Past attendees of Extropy Institute conferences may have met or heard Christopher Heward, a molecular endocrinologist by day who was bitten by an aging spiral some years ago. Dr. Heward spoke on treatment of the non-disease symptoms of aging as a direct way to impact long term health and survival. He returned to report that a new Phoenix-based clinic has been established to offer extensive, personalized health recommendations to prolong the individual lifespan.
Attendees also heard from Gregory Stock on the creation of a prize, similar to the Feynman Prize, for longevity milestones. (Possible candidate goals include the creation of a DNA chip to assay aging or a heterogenous mouse strain with a doubled lifespan.)
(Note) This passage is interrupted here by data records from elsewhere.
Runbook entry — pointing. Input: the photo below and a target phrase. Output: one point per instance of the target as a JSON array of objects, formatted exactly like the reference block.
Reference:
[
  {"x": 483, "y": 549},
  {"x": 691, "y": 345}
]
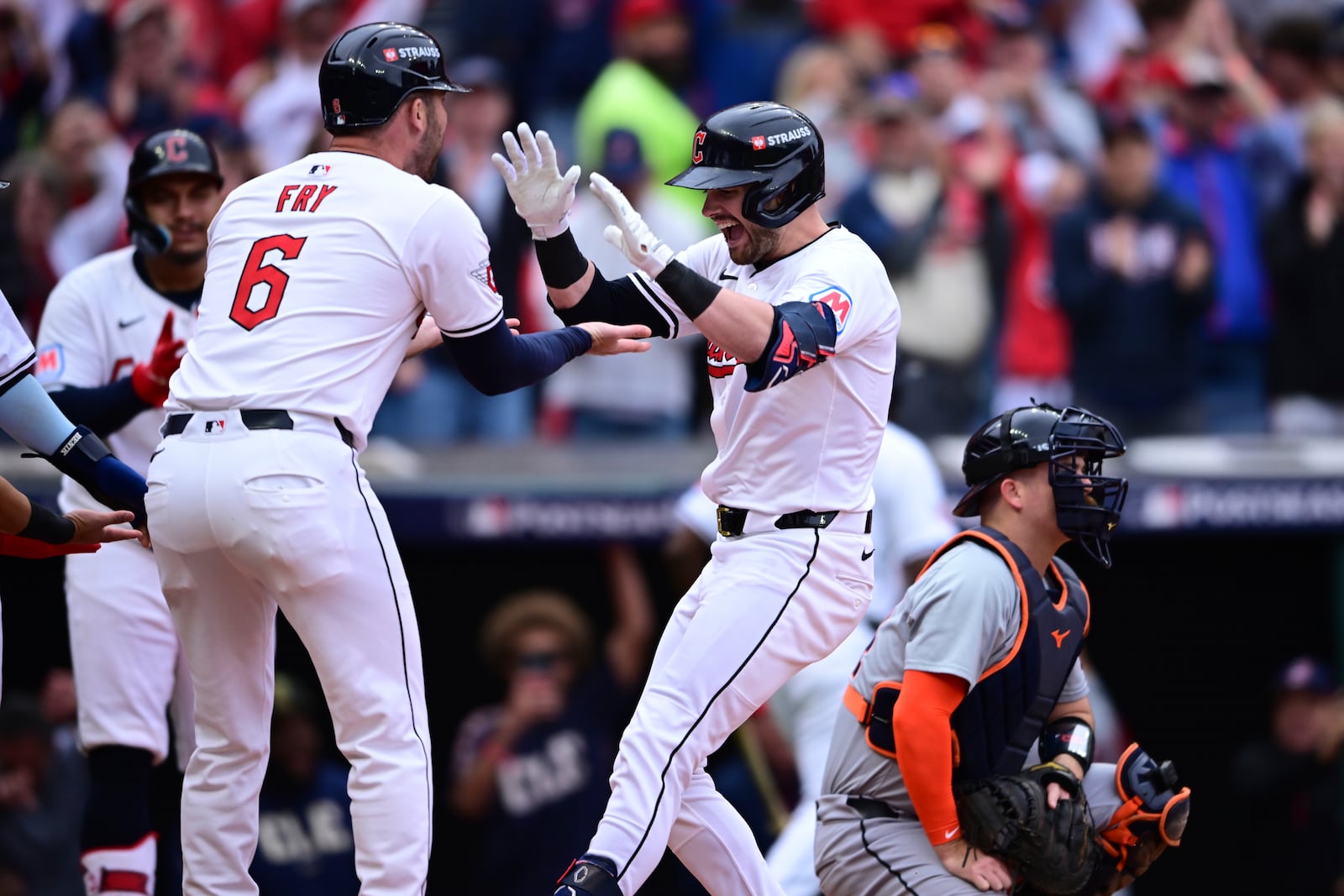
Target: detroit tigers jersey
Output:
[
  {"x": 960, "y": 618},
  {"x": 17, "y": 354},
  {"x": 318, "y": 275},
  {"x": 100, "y": 322},
  {"x": 812, "y": 441}
]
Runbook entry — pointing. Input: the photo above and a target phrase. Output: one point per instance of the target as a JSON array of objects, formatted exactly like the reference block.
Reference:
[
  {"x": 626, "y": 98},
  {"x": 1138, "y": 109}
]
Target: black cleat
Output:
[{"x": 586, "y": 878}]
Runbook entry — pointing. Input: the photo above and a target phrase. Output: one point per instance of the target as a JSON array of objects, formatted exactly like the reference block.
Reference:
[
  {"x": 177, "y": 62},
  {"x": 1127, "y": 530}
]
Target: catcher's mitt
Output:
[{"x": 1055, "y": 851}]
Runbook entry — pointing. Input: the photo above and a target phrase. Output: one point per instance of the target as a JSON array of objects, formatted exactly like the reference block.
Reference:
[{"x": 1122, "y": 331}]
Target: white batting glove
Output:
[
  {"x": 541, "y": 195},
  {"x": 631, "y": 234}
]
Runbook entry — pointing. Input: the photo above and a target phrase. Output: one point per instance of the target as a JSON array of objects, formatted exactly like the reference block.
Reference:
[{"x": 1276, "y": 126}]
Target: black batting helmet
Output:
[
  {"x": 766, "y": 144},
  {"x": 1088, "y": 504},
  {"x": 165, "y": 152},
  {"x": 373, "y": 67}
]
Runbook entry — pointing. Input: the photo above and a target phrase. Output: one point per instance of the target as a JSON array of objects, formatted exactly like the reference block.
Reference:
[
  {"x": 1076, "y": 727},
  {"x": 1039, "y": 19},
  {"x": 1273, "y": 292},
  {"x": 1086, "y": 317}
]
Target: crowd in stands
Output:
[{"x": 1135, "y": 204}]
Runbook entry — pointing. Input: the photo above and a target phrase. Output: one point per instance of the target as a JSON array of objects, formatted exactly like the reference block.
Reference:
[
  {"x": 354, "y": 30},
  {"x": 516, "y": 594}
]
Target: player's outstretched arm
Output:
[
  {"x": 31, "y": 531},
  {"x": 738, "y": 322}
]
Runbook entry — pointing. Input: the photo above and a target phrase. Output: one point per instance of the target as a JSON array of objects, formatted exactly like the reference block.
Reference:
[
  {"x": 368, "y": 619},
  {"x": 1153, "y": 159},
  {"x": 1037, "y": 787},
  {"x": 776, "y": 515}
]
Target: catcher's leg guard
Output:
[
  {"x": 1151, "y": 819},
  {"x": 589, "y": 876}
]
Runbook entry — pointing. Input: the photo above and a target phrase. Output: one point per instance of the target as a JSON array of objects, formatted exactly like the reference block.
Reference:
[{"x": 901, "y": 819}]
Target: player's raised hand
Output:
[
  {"x": 631, "y": 234},
  {"x": 100, "y": 527},
  {"x": 541, "y": 195},
  {"x": 150, "y": 378},
  {"x": 617, "y": 338}
]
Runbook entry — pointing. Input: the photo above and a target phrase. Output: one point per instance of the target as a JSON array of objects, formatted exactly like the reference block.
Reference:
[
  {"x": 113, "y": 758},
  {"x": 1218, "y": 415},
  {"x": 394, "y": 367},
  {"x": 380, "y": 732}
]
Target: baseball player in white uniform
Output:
[
  {"x": 911, "y": 520},
  {"x": 319, "y": 275},
  {"x": 112, "y": 335},
  {"x": 29, "y": 416},
  {"x": 801, "y": 324}
]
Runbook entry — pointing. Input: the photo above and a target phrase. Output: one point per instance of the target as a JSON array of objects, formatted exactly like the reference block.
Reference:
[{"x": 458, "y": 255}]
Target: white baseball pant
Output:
[
  {"x": 128, "y": 663},
  {"x": 250, "y": 520},
  {"x": 765, "y": 606}
]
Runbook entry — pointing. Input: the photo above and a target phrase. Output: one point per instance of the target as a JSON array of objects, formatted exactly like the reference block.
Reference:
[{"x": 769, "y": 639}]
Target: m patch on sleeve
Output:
[
  {"x": 51, "y": 363},
  {"x": 839, "y": 302}
]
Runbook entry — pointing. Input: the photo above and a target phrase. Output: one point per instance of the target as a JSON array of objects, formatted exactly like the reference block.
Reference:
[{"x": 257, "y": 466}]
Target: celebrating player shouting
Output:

Robert Bradbury stepped forward to remind us of the need for controls when applying the principles of nanomedicine. Roy Walford discussed his investigation of the mechanisms of aging and his experiences in caloric restriction, and still there was more.
Despite the high bandwidth exchange in the lecture hall, everyone craved more, self-assembling into groups to discuss the potentials of biotechnology, genetic, intelligence, and whatever else seemed a good idea at the time. Extro conferences have become known for their interesting material and even more interesting attendees; and like Foresight Senior Associate events, these conferences have achieved some notoriety for quality parties. This community overlaps Foresight's in many ways, and we encourage you to take a look.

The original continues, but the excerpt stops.